I often wonder what might have happened if I’d missed that train to Wollongong on New Year’s Day 1987.
Friends would describe me as someone who ought to come out to play more often, instead of sitting inside writing books.
I will never visit the Palace of Versailles again because it is obscene.
My greatest fear is so absurd I’m afraid to mention it.
My worst job was temporary postman one Christmas, and only getting back after the office had closed. (I think the regular postie cheated when he “divided” up his run.) It was a very hot summer and I lasted two days.
I’m in dire need of a second brain.
My childhood was fairly happy, thereby almost derailing my future as a writer.
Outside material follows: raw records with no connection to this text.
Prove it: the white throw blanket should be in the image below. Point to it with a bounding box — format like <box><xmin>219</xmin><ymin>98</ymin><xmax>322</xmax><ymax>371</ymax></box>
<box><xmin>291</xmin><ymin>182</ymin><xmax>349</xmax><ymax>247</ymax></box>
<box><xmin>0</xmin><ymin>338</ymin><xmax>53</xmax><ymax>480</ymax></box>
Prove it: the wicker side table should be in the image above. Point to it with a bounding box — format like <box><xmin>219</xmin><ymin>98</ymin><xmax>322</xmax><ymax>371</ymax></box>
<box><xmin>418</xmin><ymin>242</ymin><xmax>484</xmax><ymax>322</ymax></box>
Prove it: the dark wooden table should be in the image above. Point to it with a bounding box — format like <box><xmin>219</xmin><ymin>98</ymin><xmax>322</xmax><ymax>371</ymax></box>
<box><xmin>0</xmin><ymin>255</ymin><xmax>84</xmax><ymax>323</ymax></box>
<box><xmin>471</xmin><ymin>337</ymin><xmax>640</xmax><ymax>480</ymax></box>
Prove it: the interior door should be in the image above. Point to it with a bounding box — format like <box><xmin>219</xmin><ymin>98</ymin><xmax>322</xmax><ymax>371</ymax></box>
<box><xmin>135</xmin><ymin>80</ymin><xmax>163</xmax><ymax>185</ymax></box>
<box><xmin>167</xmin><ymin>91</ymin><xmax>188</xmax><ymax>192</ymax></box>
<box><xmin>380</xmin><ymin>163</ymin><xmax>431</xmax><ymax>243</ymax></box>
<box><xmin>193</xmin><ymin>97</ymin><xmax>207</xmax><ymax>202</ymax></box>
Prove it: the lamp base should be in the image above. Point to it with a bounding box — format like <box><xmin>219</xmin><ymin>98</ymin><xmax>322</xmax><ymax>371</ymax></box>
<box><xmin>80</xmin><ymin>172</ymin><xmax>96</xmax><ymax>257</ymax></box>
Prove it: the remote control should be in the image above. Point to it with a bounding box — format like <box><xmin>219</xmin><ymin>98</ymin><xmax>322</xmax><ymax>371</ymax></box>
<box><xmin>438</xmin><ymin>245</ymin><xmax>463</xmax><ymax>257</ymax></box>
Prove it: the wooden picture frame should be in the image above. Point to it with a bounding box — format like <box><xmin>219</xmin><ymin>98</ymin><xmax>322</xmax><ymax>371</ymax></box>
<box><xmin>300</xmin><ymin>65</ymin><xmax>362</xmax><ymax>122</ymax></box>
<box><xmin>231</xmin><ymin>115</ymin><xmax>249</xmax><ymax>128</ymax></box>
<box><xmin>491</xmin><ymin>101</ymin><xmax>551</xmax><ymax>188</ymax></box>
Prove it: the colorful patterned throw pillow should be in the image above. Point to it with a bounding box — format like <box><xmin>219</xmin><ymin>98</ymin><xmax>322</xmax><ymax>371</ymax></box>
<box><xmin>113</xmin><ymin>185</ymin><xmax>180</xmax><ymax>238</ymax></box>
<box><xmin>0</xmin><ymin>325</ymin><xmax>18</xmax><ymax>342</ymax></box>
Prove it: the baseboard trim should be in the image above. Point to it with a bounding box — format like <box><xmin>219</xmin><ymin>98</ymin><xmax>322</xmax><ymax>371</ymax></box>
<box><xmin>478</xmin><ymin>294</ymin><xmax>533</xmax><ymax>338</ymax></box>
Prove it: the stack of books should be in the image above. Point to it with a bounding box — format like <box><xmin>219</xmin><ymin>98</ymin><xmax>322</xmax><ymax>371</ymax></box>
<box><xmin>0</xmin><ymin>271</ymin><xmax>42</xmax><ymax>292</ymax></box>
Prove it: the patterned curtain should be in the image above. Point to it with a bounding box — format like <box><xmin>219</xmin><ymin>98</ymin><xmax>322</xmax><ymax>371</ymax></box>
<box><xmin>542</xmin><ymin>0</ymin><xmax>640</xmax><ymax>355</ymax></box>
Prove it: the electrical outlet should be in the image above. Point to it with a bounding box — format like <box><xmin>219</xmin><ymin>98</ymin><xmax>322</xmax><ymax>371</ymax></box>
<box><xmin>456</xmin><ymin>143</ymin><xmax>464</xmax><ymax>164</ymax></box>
But I don’t blame my parents.
I wish I hadn’t done an English literature degree – for years I compared everything I wrote with the gems of literary achievement, with which I was distressingly familiar.
The thing I hate most about being a writer is nothing really. It’s all I ever wanted to do, even if I managed to hide this from myself for too long.
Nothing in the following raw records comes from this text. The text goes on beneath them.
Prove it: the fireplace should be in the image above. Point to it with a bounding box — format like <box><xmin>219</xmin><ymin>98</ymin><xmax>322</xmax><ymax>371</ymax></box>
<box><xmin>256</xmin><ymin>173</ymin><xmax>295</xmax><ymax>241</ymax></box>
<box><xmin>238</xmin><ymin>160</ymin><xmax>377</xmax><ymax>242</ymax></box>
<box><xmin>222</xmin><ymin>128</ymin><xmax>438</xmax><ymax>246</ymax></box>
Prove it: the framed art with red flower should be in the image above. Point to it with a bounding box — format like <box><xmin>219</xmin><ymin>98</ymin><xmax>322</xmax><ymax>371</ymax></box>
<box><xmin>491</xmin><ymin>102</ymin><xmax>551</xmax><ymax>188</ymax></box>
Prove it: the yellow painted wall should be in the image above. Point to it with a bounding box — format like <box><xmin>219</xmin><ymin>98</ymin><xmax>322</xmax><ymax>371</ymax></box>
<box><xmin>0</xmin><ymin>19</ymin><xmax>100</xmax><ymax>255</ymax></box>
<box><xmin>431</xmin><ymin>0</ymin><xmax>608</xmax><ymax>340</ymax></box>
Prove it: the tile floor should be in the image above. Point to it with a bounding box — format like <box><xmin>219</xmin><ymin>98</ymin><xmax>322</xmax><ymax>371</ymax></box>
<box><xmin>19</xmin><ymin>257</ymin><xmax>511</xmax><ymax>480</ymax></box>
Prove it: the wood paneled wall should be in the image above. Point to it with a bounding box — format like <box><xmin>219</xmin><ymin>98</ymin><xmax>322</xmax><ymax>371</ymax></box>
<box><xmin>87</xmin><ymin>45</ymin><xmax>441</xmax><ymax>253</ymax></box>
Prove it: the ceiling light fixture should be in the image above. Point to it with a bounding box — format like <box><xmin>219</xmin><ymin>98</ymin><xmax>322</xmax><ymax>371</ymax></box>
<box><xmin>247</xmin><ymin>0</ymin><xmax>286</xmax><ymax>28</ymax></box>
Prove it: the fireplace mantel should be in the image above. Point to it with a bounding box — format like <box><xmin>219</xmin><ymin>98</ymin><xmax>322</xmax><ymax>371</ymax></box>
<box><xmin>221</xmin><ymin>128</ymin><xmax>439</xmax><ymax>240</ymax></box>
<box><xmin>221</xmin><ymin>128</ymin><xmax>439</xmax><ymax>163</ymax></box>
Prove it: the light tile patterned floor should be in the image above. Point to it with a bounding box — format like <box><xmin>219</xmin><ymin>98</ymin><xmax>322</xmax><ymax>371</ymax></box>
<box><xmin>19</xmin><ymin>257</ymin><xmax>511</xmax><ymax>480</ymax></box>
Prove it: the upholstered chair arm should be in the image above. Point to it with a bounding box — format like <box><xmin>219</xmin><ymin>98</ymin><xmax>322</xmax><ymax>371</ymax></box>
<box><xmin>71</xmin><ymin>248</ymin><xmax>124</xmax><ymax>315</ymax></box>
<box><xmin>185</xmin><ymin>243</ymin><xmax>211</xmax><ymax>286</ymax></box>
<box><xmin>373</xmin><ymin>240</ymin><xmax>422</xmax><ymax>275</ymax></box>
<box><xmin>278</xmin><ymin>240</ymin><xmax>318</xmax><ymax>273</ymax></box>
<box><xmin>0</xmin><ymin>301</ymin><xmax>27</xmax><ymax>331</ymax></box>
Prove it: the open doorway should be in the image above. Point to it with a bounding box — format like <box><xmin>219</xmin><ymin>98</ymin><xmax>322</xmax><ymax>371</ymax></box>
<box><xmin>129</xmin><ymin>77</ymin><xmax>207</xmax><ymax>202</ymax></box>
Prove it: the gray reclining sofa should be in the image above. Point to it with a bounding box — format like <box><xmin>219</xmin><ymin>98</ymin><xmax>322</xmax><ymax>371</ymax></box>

The last book I read was THE SUSPECT by Michael Robotham. (You’ve probably read it, but if not, you should.)
The next book I’ll write is Call Me Cruel, a true crime book about a trial I covered as a journalist. Paul Wilkinson exchanged 23,000 text messages with Kylie Labouchardiere during a four-month affair, then strangled her and sent the police to five different locations to look for her grave. It has never been found.
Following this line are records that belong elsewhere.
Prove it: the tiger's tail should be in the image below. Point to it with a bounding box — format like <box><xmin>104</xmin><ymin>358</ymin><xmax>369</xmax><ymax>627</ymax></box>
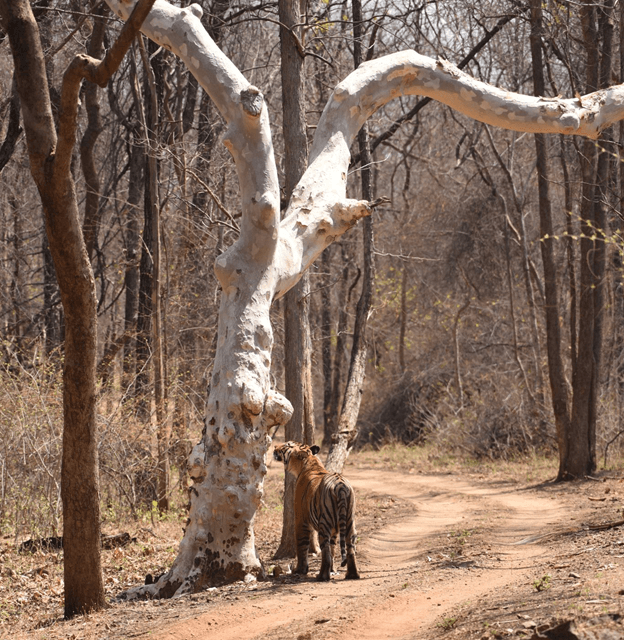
<box><xmin>337</xmin><ymin>479</ymin><xmax>355</xmax><ymax>567</ymax></box>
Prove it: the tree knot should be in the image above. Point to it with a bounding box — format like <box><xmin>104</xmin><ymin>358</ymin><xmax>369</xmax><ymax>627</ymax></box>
<box><xmin>241</xmin><ymin>85</ymin><xmax>264</xmax><ymax>117</ymax></box>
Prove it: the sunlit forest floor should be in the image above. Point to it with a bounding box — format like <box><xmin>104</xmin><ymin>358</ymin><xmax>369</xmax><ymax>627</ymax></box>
<box><xmin>0</xmin><ymin>446</ymin><xmax>624</xmax><ymax>640</ymax></box>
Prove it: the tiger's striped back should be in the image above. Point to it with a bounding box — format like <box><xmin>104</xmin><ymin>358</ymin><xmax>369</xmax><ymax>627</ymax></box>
<box><xmin>273</xmin><ymin>441</ymin><xmax>360</xmax><ymax>580</ymax></box>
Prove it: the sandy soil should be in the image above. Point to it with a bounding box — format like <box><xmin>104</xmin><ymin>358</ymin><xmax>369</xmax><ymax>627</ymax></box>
<box><xmin>9</xmin><ymin>458</ymin><xmax>624</xmax><ymax>640</ymax></box>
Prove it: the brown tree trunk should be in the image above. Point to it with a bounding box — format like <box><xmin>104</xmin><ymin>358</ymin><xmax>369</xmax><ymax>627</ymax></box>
<box><xmin>572</xmin><ymin>1</ymin><xmax>600</xmax><ymax>478</ymax></box>
<box><xmin>321</xmin><ymin>246</ymin><xmax>333</xmax><ymax>444</ymax></box>
<box><xmin>140</xmin><ymin>36</ymin><xmax>171</xmax><ymax>512</ymax></box>
<box><xmin>0</xmin><ymin>0</ymin><xmax>153</xmax><ymax>617</ymax></box>
<box><xmin>123</xmin><ymin>127</ymin><xmax>145</xmax><ymax>389</ymax></box>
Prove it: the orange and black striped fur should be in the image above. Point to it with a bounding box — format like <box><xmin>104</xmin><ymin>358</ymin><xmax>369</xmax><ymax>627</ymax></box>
<box><xmin>273</xmin><ymin>442</ymin><xmax>360</xmax><ymax>580</ymax></box>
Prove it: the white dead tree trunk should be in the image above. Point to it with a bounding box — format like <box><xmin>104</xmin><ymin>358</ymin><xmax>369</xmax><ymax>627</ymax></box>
<box><xmin>107</xmin><ymin>0</ymin><xmax>624</xmax><ymax>597</ymax></box>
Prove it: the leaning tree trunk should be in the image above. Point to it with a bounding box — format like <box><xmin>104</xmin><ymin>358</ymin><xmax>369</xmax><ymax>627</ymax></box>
<box><xmin>0</xmin><ymin>0</ymin><xmax>152</xmax><ymax>617</ymax></box>
<box><xmin>107</xmin><ymin>0</ymin><xmax>624</xmax><ymax>597</ymax></box>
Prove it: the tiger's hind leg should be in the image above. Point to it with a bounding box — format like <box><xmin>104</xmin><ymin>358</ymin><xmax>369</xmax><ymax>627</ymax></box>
<box><xmin>316</xmin><ymin>532</ymin><xmax>334</xmax><ymax>582</ymax></box>
<box><xmin>293</xmin><ymin>522</ymin><xmax>310</xmax><ymax>576</ymax></box>
<box><xmin>345</xmin><ymin>529</ymin><xmax>360</xmax><ymax>580</ymax></box>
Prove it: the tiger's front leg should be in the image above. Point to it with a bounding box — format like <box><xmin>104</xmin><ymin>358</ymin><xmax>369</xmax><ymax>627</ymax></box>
<box><xmin>293</xmin><ymin>522</ymin><xmax>310</xmax><ymax>576</ymax></box>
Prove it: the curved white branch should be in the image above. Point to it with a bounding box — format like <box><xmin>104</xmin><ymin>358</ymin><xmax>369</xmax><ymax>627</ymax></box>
<box><xmin>106</xmin><ymin>0</ymin><xmax>279</xmax><ymax>255</ymax></box>
<box><xmin>279</xmin><ymin>51</ymin><xmax>624</xmax><ymax>295</ymax></box>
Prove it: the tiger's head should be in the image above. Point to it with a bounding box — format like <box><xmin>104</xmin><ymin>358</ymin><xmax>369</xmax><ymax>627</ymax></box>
<box><xmin>273</xmin><ymin>441</ymin><xmax>321</xmax><ymax>478</ymax></box>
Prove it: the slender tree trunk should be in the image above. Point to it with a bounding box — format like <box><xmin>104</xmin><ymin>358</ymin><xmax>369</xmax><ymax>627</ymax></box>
<box><xmin>531</xmin><ymin>0</ymin><xmax>570</xmax><ymax>479</ymax></box>
<box><xmin>588</xmin><ymin>0</ymin><xmax>614</xmax><ymax>470</ymax></box>
<box><xmin>321</xmin><ymin>246</ymin><xmax>333</xmax><ymax>444</ymax></box>
<box><xmin>123</xmin><ymin>125</ymin><xmax>145</xmax><ymax>389</ymax></box>
<box><xmin>325</xmin><ymin>0</ymin><xmax>373</xmax><ymax>473</ymax></box>
<box><xmin>399</xmin><ymin>263</ymin><xmax>407</xmax><ymax>374</ymax></box>
<box><xmin>572</xmin><ymin>1</ymin><xmax>599</xmax><ymax>478</ymax></box>
<box><xmin>275</xmin><ymin>0</ymin><xmax>314</xmax><ymax>558</ymax></box>
<box><xmin>140</xmin><ymin>38</ymin><xmax>171</xmax><ymax>512</ymax></box>
<box><xmin>0</xmin><ymin>0</ymin><xmax>153</xmax><ymax>617</ymax></box>
<box><xmin>80</xmin><ymin>5</ymin><xmax>107</xmax><ymax>264</ymax></box>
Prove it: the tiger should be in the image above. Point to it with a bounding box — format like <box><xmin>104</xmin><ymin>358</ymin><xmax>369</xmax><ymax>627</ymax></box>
<box><xmin>273</xmin><ymin>442</ymin><xmax>360</xmax><ymax>581</ymax></box>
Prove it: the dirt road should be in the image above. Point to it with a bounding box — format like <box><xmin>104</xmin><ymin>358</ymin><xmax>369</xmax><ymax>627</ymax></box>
<box><xmin>149</xmin><ymin>469</ymin><xmax>580</xmax><ymax>640</ymax></box>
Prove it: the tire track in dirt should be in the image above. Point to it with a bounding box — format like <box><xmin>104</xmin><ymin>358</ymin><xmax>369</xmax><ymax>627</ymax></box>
<box><xmin>150</xmin><ymin>469</ymin><xmax>566</xmax><ymax>640</ymax></box>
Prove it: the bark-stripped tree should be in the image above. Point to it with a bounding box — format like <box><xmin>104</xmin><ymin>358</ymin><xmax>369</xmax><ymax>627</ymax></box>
<box><xmin>107</xmin><ymin>0</ymin><xmax>624</xmax><ymax>597</ymax></box>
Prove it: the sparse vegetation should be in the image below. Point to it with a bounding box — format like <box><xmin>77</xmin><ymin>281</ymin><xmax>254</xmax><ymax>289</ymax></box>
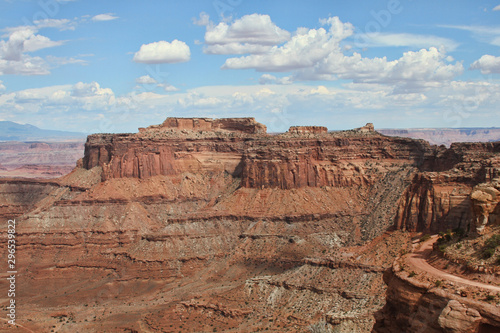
<box><xmin>437</xmin><ymin>228</ymin><xmax>467</xmax><ymax>253</ymax></box>
<box><xmin>308</xmin><ymin>321</ymin><xmax>333</xmax><ymax>333</ymax></box>
<box><xmin>482</xmin><ymin>234</ymin><xmax>500</xmax><ymax>262</ymax></box>
<box><xmin>420</xmin><ymin>234</ymin><xmax>431</xmax><ymax>243</ymax></box>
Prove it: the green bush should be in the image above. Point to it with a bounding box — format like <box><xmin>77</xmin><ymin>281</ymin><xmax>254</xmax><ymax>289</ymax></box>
<box><xmin>420</xmin><ymin>234</ymin><xmax>431</xmax><ymax>242</ymax></box>
<box><xmin>483</xmin><ymin>247</ymin><xmax>495</xmax><ymax>259</ymax></box>
<box><xmin>484</xmin><ymin>235</ymin><xmax>500</xmax><ymax>249</ymax></box>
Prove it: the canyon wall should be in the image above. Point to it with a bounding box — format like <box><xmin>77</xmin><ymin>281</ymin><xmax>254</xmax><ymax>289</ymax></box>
<box><xmin>0</xmin><ymin>118</ymin><xmax>498</xmax><ymax>332</ymax></box>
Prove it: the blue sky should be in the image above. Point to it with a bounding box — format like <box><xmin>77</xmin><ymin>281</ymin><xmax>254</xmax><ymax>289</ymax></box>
<box><xmin>0</xmin><ymin>0</ymin><xmax>500</xmax><ymax>133</ymax></box>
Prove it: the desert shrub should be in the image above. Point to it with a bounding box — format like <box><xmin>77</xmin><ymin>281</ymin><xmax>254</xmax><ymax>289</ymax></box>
<box><xmin>483</xmin><ymin>235</ymin><xmax>500</xmax><ymax>259</ymax></box>
<box><xmin>484</xmin><ymin>235</ymin><xmax>500</xmax><ymax>249</ymax></box>
<box><xmin>420</xmin><ymin>234</ymin><xmax>431</xmax><ymax>242</ymax></box>
<box><xmin>483</xmin><ymin>247</ymin><xmax>495</xmax><ymax>259</ymax></box>
<box><xmin>308</xmin><ymin>321</ymin><xmax>332</xmax><ymax>333</ymax></box>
Being an Australian author is like being in a new playground where not many kids have been before you.
We’ve reviewed Michael’s first book, THE TOWER and his second book, THE SIMPLE DEATH is on my TBR pile.
EVENT Michael will be appearing at this month’s Sydney Writer’s Festival at a session called Cities of the Dead on Saturday May 21 at 4:00pm. Appearing with Michael will be American author Michael Connelly, Singapore-based Shamini Flint and fellow Australian writer Garry Disher and the focus of the session will be on locations.